Outro exemplo é do lenhador que mata outra pessoa acidentalmente (Deut 19:4-5).
Outras situações de provocar a morte de forma involuntária são tratadas com postura
similar.

4. Binyan ab mi-shene ketubim (dedução a partir de mais de uma


norma): construir uma norma com base em enunciados presentes em mais de um
trecho.

As regras de remissão (substituição ritual) de um primogênito ou primícia para oferta


a Deus por outro semelhante são aplicadas na Lei de Talião (Êxodo 21:26, 27). Ou seja,
a parte ofendida poderia demandar a reparação equiparável do ofensor, não
exatamente reproduzir a mesma ofensa.

5. Kelal u-Peraṭ /Peraṭ u-kelal (do geral ao particular; do particular ao geral): uma
termo específico seguido de um termo geral. Antecede o célebre círculo hermenêutico.
O exemplo clássico é o da perda de um bem emprestado. Êxodo 22:9 faz um rol aberto
de bens perdidos (gado, vestimenta ou qualquer coisa) que incubem quem tomou
emprestado a restituir em dobro. Assim, as obrigações e responsabilidades de quem
toma emprestados são dobradas em relação ao emprestador, irrespectivo de qual bem
seja.

6. Kayotze bo mimekom akhar (analogia de outra passagem): passagens em


conflitos deverão ser interpretadas face uma terceira.

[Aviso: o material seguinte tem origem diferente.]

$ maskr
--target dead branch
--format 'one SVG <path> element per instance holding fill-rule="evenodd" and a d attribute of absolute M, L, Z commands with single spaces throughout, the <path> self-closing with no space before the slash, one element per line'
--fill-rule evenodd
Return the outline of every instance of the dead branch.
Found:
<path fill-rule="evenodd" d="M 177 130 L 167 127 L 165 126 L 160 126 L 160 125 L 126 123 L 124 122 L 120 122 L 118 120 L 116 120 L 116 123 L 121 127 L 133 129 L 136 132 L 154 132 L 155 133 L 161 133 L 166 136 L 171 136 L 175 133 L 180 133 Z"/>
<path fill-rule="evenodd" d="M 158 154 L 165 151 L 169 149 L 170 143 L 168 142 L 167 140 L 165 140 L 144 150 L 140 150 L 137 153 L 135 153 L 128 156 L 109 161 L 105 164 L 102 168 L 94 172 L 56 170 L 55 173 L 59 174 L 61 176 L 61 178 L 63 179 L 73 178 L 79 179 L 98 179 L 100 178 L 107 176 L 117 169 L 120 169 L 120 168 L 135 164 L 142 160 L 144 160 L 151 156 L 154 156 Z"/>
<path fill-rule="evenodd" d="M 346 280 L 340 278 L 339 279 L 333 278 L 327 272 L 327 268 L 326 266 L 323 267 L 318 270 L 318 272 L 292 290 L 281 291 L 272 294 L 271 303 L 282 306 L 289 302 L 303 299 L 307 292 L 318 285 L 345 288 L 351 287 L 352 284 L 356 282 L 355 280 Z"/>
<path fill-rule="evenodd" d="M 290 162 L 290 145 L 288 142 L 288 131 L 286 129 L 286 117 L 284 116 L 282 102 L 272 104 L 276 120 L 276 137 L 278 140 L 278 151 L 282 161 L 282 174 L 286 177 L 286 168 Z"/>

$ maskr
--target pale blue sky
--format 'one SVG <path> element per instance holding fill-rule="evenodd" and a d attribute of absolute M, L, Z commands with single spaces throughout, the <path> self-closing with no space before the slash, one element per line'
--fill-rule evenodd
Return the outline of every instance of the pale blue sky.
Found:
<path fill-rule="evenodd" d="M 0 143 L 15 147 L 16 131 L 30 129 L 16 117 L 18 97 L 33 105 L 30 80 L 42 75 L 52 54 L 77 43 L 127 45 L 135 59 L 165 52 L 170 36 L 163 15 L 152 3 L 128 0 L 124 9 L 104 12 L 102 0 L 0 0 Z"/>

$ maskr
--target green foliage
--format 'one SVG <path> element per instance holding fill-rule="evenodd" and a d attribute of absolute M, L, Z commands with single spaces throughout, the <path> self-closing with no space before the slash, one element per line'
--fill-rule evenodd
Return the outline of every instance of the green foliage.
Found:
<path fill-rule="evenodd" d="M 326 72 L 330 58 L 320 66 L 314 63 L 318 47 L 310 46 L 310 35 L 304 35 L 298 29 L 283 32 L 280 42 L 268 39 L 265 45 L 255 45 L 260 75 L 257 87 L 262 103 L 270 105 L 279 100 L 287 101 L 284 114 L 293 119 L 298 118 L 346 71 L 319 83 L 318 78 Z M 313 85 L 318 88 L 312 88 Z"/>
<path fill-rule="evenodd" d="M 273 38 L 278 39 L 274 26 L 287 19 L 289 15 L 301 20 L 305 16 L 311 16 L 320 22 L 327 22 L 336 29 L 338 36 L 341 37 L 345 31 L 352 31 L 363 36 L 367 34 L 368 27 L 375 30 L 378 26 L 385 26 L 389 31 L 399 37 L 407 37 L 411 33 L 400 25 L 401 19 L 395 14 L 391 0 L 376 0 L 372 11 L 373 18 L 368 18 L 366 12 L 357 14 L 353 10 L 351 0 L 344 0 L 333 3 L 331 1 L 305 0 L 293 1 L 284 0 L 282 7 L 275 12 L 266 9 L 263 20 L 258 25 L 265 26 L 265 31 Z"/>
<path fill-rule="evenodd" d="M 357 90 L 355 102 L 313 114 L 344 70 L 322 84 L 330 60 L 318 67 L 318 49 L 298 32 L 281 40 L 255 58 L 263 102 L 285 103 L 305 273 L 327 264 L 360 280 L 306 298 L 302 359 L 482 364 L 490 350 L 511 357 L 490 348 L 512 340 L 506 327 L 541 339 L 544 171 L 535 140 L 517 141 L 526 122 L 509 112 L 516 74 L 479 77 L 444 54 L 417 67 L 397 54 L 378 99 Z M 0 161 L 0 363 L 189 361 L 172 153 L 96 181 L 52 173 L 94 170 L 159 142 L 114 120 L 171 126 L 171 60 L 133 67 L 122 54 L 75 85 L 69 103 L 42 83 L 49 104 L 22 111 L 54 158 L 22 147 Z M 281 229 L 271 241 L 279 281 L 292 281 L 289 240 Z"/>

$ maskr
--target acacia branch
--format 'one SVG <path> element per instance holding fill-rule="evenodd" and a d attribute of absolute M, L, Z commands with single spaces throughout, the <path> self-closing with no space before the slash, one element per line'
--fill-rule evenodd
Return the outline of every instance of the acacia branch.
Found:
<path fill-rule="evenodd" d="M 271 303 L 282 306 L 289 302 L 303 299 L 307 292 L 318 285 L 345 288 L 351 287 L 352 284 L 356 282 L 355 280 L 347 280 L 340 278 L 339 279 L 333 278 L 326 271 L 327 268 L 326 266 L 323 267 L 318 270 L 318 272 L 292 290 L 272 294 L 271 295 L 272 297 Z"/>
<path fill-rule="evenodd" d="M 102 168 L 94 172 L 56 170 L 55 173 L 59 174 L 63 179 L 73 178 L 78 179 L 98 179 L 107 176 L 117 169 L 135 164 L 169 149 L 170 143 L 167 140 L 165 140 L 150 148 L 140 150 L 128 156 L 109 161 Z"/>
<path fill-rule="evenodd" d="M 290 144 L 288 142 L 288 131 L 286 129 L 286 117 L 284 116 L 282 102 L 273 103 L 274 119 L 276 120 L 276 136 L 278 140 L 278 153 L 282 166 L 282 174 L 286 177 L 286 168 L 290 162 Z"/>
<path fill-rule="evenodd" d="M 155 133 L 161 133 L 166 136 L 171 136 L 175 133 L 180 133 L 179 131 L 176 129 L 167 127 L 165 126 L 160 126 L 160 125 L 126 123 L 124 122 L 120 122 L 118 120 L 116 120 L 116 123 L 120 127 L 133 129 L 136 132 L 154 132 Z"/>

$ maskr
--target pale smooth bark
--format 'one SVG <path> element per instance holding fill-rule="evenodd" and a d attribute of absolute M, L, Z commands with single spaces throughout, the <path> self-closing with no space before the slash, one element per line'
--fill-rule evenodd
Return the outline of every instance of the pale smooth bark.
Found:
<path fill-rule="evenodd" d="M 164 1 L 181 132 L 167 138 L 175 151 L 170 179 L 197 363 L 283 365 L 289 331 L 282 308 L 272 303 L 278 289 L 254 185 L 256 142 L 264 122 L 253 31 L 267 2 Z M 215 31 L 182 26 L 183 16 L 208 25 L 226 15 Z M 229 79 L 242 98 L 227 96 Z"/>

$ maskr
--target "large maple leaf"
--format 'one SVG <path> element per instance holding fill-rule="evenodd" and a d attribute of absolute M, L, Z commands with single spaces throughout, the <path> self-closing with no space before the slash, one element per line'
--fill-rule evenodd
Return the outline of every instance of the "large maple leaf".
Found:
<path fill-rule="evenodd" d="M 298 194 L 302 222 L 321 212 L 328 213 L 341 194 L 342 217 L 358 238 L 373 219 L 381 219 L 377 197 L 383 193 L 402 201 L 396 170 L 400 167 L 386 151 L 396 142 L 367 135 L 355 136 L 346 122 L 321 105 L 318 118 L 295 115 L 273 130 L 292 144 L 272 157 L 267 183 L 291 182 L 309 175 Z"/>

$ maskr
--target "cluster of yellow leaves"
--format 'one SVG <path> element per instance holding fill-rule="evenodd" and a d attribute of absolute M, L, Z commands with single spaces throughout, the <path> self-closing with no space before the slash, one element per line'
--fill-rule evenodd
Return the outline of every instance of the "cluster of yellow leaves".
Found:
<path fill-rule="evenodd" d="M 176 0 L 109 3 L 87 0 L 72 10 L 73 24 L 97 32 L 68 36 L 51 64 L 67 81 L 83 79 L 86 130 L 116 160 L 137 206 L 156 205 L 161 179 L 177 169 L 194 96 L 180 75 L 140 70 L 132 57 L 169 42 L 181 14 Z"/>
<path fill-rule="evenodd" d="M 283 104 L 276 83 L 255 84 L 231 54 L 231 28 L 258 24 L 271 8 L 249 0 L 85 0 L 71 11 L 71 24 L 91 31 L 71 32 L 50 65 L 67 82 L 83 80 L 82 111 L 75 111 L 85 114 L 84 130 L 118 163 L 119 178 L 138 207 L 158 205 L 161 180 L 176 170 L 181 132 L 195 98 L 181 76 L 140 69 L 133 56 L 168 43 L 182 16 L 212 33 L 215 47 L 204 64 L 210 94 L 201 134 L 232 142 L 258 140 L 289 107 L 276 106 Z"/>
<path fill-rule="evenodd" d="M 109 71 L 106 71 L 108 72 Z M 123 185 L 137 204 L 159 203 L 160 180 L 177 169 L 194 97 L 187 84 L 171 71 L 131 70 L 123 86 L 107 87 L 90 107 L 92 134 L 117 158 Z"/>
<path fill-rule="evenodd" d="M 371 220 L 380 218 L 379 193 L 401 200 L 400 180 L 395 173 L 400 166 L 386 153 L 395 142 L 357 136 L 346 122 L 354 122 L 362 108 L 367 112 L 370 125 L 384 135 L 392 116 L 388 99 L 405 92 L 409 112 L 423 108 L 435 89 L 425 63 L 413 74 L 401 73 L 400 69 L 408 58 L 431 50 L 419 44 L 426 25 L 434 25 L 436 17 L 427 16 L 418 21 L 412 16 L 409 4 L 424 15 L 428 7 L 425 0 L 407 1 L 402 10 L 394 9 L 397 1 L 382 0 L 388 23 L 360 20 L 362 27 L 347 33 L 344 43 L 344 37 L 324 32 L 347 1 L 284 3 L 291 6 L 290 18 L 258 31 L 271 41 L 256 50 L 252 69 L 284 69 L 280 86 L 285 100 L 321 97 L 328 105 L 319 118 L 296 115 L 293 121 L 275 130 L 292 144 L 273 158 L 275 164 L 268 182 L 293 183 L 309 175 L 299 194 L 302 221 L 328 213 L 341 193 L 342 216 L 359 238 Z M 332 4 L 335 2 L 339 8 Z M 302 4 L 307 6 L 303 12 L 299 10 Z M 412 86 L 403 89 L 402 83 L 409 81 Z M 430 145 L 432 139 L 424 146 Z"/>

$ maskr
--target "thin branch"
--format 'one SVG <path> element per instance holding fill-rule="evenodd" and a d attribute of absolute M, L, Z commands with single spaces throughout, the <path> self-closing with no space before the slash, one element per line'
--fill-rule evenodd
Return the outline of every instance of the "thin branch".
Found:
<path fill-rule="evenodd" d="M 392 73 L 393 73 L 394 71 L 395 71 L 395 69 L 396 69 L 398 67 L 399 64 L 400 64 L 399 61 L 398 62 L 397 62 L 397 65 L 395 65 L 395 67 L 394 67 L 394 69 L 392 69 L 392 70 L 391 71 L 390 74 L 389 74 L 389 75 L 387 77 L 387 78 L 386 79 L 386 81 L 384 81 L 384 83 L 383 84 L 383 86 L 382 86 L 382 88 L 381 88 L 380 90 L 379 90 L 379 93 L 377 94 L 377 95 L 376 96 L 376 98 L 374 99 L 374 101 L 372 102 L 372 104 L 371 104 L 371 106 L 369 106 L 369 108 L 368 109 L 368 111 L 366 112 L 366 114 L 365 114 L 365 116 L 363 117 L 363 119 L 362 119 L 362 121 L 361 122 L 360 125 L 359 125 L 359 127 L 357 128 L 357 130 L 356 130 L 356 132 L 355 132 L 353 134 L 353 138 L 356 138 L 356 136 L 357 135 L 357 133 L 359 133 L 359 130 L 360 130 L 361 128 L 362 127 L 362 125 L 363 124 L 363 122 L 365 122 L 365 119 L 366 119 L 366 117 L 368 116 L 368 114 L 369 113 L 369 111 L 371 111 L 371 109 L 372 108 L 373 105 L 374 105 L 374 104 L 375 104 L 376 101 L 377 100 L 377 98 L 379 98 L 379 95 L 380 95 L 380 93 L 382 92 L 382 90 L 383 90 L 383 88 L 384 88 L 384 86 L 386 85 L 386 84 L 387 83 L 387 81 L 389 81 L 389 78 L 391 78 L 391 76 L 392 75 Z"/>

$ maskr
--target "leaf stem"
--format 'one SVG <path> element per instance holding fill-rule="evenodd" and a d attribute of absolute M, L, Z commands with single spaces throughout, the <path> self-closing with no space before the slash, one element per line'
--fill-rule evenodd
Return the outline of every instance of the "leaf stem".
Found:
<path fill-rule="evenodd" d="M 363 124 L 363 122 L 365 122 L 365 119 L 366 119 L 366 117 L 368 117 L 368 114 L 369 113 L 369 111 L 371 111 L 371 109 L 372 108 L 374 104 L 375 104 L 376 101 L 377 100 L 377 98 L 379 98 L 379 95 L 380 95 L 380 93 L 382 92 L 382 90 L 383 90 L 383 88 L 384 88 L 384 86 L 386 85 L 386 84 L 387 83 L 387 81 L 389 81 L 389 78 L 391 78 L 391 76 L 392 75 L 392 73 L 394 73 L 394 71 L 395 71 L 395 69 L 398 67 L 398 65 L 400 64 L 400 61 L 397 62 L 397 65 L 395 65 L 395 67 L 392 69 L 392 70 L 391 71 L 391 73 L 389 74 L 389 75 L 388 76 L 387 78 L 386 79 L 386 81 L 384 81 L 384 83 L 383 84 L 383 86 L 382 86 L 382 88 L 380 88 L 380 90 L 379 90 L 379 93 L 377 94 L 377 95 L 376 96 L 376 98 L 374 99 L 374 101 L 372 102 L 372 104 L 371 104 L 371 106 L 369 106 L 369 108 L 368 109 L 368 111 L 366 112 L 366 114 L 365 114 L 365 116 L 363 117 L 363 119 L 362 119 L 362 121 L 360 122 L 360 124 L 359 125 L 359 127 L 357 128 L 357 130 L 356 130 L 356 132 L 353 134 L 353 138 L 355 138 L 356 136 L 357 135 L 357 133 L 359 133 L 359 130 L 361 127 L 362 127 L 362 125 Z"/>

Este caso é ilustrado por uma
resposta do rabi Hillel. Se é proibido matar animais no sábado, como cumprir os
rituais de sacrificar o cordeiro pascal se a data cair no sábado? Como Números 28:10
prescreve sacrifícios diários, Hilel julgou que é permissível preparar o cordeiro pascal
no sábado.

7. Davar hilmad me’anino (interpretação pelo seu contexto): as normas anteriores


ou seguintes determinam o significado. Cada norma não existe ou é aplicada
isoladamente. Por necessidade lógica, os israelitas do êxodo saíram de casa para juntar
o maná no sábado, portanto, a vedação de sair de casa aos sábados (Êxodo 16:29) deve
ser mitigada.

Na hermenêutica das religiões abraâmicas posteriores ao Segundo Templo,


notavelmente no judaísmo rabínico e no cristianismo, essas regras são notáveis.
Ocorrem tanto no Talmud e no Novo Testamento, como em escritos tardios. Vale notar
que são como os topoi, de aplicação ponderada, não absoluta.

SAIBA MAIS

Seven rules of Hillel – Encyclopedia Judaica

DAUBE, David. “Rabbinic methods of interpretation and Hellenistic rhetoric.” Hebrew


Union College Annual 22 (1949): 239-264.

FERREIRA, Cláudia Andrea Prata. “Os estudos bíblicos e a exegese judaica na Idade
Média“. In LEWIN, H., coord. Judaísmo e modernidade: suas múltiplas inter-relações
[online]. Rio de Janeiro: Centro Edelstein de Pesquisas Sociais, 2009. pp. 479-502. ISBN:
978-85-7982-016-8. Disponível no SciELO Books .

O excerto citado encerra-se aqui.